Technical explanation by minutephysics: https://www.youtube.com/watch?v=pT19VwBAqKA

The amount of privacy is configurable, and researchers who would like to tune it (in either direction) can make a plea so the public can decide the amount of privacy loss they're willing give up in order to aid research.

Each culture is different and has different tolerances for privacy and amount of intrusiveness.

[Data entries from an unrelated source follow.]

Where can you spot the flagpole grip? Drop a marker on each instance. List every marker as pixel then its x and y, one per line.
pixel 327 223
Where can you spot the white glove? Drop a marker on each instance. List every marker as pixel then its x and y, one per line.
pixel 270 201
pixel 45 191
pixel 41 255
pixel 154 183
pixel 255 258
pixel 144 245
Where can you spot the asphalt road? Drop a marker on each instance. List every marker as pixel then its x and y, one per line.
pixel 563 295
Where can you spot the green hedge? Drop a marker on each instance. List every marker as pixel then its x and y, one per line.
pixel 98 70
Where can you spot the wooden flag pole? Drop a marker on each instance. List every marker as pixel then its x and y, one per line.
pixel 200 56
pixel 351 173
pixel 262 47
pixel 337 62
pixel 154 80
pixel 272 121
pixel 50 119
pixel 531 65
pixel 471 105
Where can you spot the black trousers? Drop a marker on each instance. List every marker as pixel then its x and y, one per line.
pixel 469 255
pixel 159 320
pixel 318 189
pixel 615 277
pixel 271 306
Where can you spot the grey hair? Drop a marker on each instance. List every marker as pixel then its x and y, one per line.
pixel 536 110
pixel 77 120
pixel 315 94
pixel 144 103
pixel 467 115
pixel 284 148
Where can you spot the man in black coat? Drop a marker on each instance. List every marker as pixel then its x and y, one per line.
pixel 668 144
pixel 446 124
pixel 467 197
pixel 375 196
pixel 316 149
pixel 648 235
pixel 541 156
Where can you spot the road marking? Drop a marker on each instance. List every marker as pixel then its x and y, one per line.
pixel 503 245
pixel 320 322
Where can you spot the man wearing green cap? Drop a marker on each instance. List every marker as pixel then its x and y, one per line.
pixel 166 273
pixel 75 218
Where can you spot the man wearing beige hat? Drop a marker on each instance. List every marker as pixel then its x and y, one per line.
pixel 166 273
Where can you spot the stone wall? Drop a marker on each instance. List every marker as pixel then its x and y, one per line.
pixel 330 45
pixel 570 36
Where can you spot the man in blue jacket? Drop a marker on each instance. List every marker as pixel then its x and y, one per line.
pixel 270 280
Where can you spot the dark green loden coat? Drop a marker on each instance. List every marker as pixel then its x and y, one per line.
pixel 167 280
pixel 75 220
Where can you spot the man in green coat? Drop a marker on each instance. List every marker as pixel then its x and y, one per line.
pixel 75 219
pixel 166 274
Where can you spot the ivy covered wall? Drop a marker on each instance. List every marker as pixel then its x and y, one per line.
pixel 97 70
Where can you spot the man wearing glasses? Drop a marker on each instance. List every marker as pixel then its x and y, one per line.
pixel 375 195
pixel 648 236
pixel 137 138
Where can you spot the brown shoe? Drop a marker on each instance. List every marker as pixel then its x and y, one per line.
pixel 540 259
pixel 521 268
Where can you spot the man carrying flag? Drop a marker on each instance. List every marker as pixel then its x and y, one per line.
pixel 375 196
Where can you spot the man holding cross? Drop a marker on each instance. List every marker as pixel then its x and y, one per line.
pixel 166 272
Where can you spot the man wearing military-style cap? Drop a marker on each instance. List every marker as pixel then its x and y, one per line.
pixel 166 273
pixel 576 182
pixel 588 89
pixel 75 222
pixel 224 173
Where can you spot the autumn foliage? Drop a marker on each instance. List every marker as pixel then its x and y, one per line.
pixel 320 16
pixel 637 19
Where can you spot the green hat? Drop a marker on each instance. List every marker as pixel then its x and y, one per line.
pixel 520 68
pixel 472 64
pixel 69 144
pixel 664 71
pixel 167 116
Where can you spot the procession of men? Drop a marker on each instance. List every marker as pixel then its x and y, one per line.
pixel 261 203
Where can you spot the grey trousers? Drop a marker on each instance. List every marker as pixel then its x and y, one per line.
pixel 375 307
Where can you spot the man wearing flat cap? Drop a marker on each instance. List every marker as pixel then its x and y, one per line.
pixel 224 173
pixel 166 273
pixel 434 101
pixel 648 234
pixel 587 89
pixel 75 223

Your comment reminded me of this minutephysics video about the census. https://youtu.be/pT19VwBAqKA It a great walkthrough of the "privacy doom principle."
> That would make the existence of anonymous data practically speaking impossible to have on the web

For almost every type of data that is true. Transforming or substituting data doesn't make it anonymous; the patters in the data are still present. To produce actually anonymous data you have to do what the GDPR instructed: corrupt the data ("rendered anonymous") severely enough that the "data subject is ... no longer identifiable". You need to do something like aggregate the data into a small number of groups such that individual records no longer exist. Techniques like "differential privacy" let you control precisely how "anonymous" your data is by e.g. mixing in carefully crafted noise.

> 8192 bucket

While others have pointed out that this isn't actually limited to 13 bits of entropy for most people, there are at least two reasons that field is still very personally identifying. First, "x-client-data on its own" never happens. Google isn't wasting time and money implementing this feature to make an isolated database with a single column. At no point will the x-client-data value (or any other type of data they capture) ever sit in isolation. I used the IPv4 Source Address as an example because it will necessarily be present in the header of the packets that transport the x-client-data header over the internet. Suggesting that Google would ever use this value in isolation is almost insulting to Google; why would they waste their expensive developer time to create, capture, and manage data that is obviously useless?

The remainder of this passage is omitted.